Like other critics, Miss Seckora found that Mr. Bellesiles changed his story when confronted with questions about his research. Mr. Cramer says Mr. Bellesiles has "changed his story three times" about misquoting the 1792 Militia Act.
In recent months, "Arming America" has attracted a growing swarm of researchers who have found other serious errors. Northwestern University law professor James Lindgren says Mr. Bellesiles "counted guns in about 100 wills [in Colonial Rhode Island] where people died without wills."
Although researchers often disagree over the interpretation of data, scholars say, making up sources is an offense almost unheard of among serious historians.
"Everyone makes some mistakes," Bentley College history professor Joyce Malcolm said. "It's just in this case, the mistakes were wholesale. The book is just riddled with errors. It was so astounding, as a historian, I felt my jaw drop."

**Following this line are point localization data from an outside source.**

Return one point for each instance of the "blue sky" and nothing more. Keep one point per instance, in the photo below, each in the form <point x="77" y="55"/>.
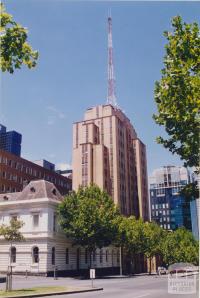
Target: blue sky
<point x="71" y="75"/>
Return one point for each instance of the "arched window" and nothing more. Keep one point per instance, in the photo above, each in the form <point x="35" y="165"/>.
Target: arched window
<point x="13" y="254"/>
<point x="53" y="256"/>
<point x="35" y="254"/>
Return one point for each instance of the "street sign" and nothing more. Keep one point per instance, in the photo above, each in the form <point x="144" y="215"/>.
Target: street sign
<point x="92" y="273"/>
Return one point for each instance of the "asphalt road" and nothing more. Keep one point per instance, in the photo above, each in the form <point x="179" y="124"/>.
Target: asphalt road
<point x="132" y="287"/>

Mrs. Malcolm, whose 1994 book "To Keep and Bear Arms" traced the British roots of the Second Amendment, said the possibility Mr. Bellesiles fabricated data "takes your breath away."
"All his mistakes tend to support his thesis, every single one of them," she said. "It's hard to believe it's in good faith."

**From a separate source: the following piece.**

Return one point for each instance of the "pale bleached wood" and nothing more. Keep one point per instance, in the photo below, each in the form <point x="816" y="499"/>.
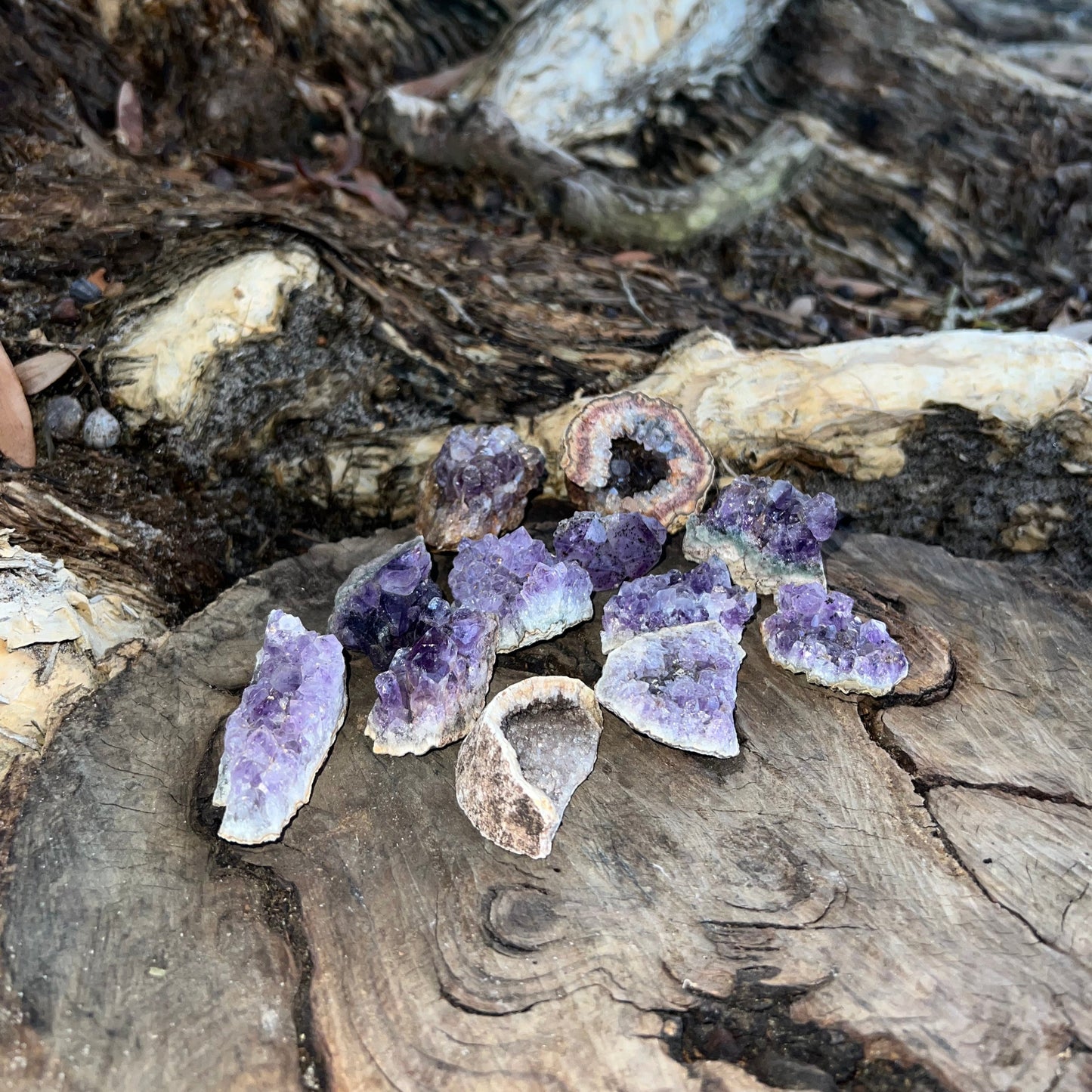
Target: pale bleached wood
<point x="1032" y="856"/>
<point x="439" y="961"/>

Mr. Bellesiles did not return telephone calls seeking comment on "Arming America." In the November issue of the Organization of American Historians (OAH) newsletter, however, he replied to his "ideologically charged" critics, saying he was the victim of "personal attacks," including "hateful, threatening, and expletive-laced phone calls, mail, e-mail and faxes."

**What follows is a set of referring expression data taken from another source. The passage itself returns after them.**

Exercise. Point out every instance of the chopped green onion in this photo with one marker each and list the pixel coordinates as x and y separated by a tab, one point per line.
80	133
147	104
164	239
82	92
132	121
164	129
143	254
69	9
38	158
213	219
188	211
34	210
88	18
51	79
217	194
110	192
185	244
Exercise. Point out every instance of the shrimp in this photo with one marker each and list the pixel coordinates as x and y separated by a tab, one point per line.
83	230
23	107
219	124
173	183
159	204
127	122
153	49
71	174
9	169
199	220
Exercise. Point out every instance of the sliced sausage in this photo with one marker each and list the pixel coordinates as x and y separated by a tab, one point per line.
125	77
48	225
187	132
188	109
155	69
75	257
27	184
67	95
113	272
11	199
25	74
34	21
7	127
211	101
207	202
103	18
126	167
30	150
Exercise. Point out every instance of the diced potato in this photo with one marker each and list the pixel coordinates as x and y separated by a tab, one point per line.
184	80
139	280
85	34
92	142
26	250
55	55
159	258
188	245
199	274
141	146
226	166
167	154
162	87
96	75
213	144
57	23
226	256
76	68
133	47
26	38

In his OAH article, Mr. Bellesiles said many of his notes for "Arming America" were destroyed when his Emory office was flooded in April 2000 and that he "had to reconstruct where I read the probate files from memory." He said an upcoming issue of the William and Mary Quarterly devoted to the "Arming America" controversy "will explore alternative readings of the evidence."
The nature of the charges against Mr. Bellesiles causes some academics to insist on anonymity in discussing what one professor called "the worst historical scandal in memory."
James Melton, chairman of the Emory University history department, has asked Mr. Bellesiles to answer his accusers in detail.
Mr. Bellesiles must "defend himself and the integrity of his scholarship immediately," Mr. Melton told the Boston Globe in October, adding: "Depending upon his response, the university will respond appropriately."
Emory's demand that Mr. Bellesiles' defend his work is ominous, author John Lott says.
"The fact that Emory is asking him to respond to these critics is something I don't remember a university asking a professor to do," says Mr. Lott, a scholar with the American Enterprise Institute, whose 1998 book "More Guns, Less Crime" stirred debate over firearms laws. "I imagine Emory would be forced to take some kind of dramatic response, if [the accusations of fraud are] true."